# IP array to IP range

• ### Question

• Hi guys

Learning Poweshell and stuck at which seems to be an easy task, but wrecking my brain on it for some time...

I have a list of IP addresses in an array \$ipArray. I need to go through this list and return IP addresses grouped in IP range (if they can be grouped) or just plain IP.

Something like this:

 10.18.130.136 10.18.130.137 10.2.110.167 10.18.130.138 10.2.110.170 10.18.130.139

OUTPUT:

10.18.130.136 - 10.18.130.139
10.2.110.167
10.2.110.170

Tuesday, September 2, 2014 7:52 AM

### Answers

• I find that anytime I want to compare IPv4 addresses, it's easier to convert them to their 32-bit numeric representations first.

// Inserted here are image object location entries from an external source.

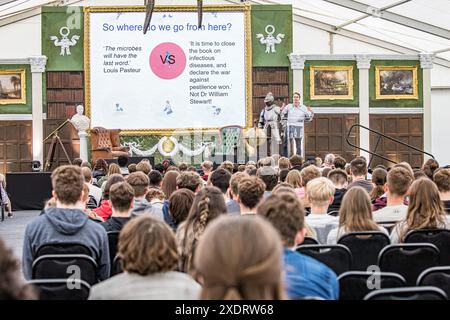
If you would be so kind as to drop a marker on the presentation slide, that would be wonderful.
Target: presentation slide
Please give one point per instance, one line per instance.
(176, 76)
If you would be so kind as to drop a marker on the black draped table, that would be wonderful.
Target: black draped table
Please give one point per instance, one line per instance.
(28, 190)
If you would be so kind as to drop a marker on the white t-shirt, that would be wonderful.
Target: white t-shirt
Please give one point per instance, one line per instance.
(391, 213)
(337, 233)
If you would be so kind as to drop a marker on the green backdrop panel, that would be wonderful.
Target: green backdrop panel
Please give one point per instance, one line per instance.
(410, 103)
(280, 18)
(53, 20)
(330, 103)
(19, 108)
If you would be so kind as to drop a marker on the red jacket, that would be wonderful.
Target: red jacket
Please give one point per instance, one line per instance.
(104, 211)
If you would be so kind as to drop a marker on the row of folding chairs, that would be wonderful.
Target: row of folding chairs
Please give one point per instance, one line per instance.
(357, 285)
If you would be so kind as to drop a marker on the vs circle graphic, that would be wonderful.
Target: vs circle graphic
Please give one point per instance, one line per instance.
(167, 60)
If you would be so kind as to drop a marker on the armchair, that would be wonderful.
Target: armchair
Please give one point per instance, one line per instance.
(106, 144)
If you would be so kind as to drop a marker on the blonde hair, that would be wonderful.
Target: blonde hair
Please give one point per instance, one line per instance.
(240, 268)
(320, 191)
(425, 210)
(294, 178)
(355, 213)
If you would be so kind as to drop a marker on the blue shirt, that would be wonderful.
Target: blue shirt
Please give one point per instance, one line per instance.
(307, 277)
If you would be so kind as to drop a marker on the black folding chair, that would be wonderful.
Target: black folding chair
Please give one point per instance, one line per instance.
(438, 277)
(408, 293)
(365, 247)
(355, 285)
(337, 257)
(61, 289)
(439, 237)
(113, 240)
(63, 266)
(309, 240)
(408, 259)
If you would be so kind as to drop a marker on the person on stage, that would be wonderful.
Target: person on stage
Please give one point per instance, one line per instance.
(294, 115)
(269, 117)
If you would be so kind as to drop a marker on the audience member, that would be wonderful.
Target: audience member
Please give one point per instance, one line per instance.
(398, 182)
(340, 181)
(320, 193)
(442, 179)
(240, 268)
(425, 210)
(66, 223)
(208, 204)
(121, 196)
(148, 251)
(304, 276)
(358, 171)
(355, 215)
(250, 193)
(180, 203)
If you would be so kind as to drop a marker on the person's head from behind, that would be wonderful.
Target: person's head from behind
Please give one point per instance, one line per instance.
(169, 183)
(234, 184)
(240, 268)
(132, 167)
(180, 203)
(339, 178)
(147, 246)
(269, 176)
(139, 181)
(220, 178)
(358, 167)
(122, 161)
(113, 169)
(250, 192)
(296, 160)
(309, 173)
(11, 286)
(285, 212)
(121, 196)
(339, 163)
(425, 209)
(355, 213)
(77, 162)
(113, 179)
(67, 183)
(429, 167)
(284, 164)
(189, 180)
(320, 192)
(294, 178)
(144, 166)
(155, 179)
(442, 179)
(398, 182)
(87, 174)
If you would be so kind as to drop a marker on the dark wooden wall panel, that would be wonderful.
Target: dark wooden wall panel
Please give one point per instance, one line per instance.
(16, 151)
(327, 133)
(407, 128)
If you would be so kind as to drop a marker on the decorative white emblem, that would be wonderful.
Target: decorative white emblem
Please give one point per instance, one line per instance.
(65, 43)
(270, 41)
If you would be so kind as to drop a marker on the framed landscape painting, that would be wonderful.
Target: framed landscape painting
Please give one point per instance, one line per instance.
(396, 82)
(331, 83)
(12, 87)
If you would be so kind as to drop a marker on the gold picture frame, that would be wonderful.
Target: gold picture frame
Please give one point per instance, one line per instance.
(12, 87)
(245, 8)
(397, 82)
(331, 82)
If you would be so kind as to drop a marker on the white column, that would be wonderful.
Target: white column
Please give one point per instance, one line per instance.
(363, 64)
(37, 64)
(297, 66)
(426, 63)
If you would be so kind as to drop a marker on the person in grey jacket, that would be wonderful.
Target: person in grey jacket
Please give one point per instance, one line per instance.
(294, 116)
(66, 223)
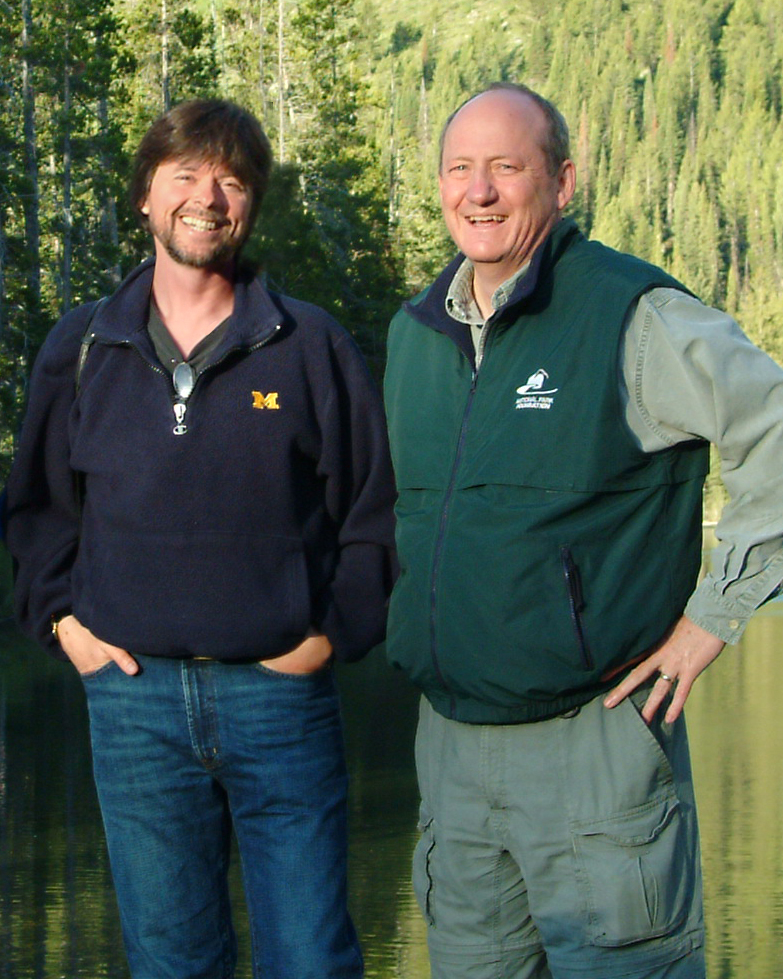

For some silly reason, the IPAddress.Address property gives this to you in Little-Endian byte order, which is worthless for doing any sort of IP math, so I use a pair of utility functions to perform conversions to and from UInt32 values in the proper byte order:

```function IPv4ToUInt32([ipaddress]\$IPAddress)
{
if (\$IPAddress.AddressFamily -ne [System.Net.Sockets.AddressFamily]::InterNetwork) { throw "\$(\$IPAddress.IPAddressToString) is not an IPv4 address." }

\$bytes = \$IPAddress.GetAddressBytes()
if ([BitConverter]::IsLittleEndian) { [Array]::Reverse(\$bytes) }
return [BitConverter]::ToUInt32(\$bytes, 0)
}

function UInt32ToIPv4([UInt32] \$Value)
{
\$bytes = [BitConverter]::GetBytes(\$Value)
if ([BitConverter]::IsLittleEndian) { [Array]::Reverse(\$bytes) }
return New-Object ipaddress(,\$bytes)
}
```

With those out of the way, your problem can be solved with these general steps:

1. Convert the list of IPs to their 32-bit numeric values.
2. Sort the array.
3. Enumerate the array, looking for consecutive values.
4. Convert the numbers back into their IPAddress / string representations for output.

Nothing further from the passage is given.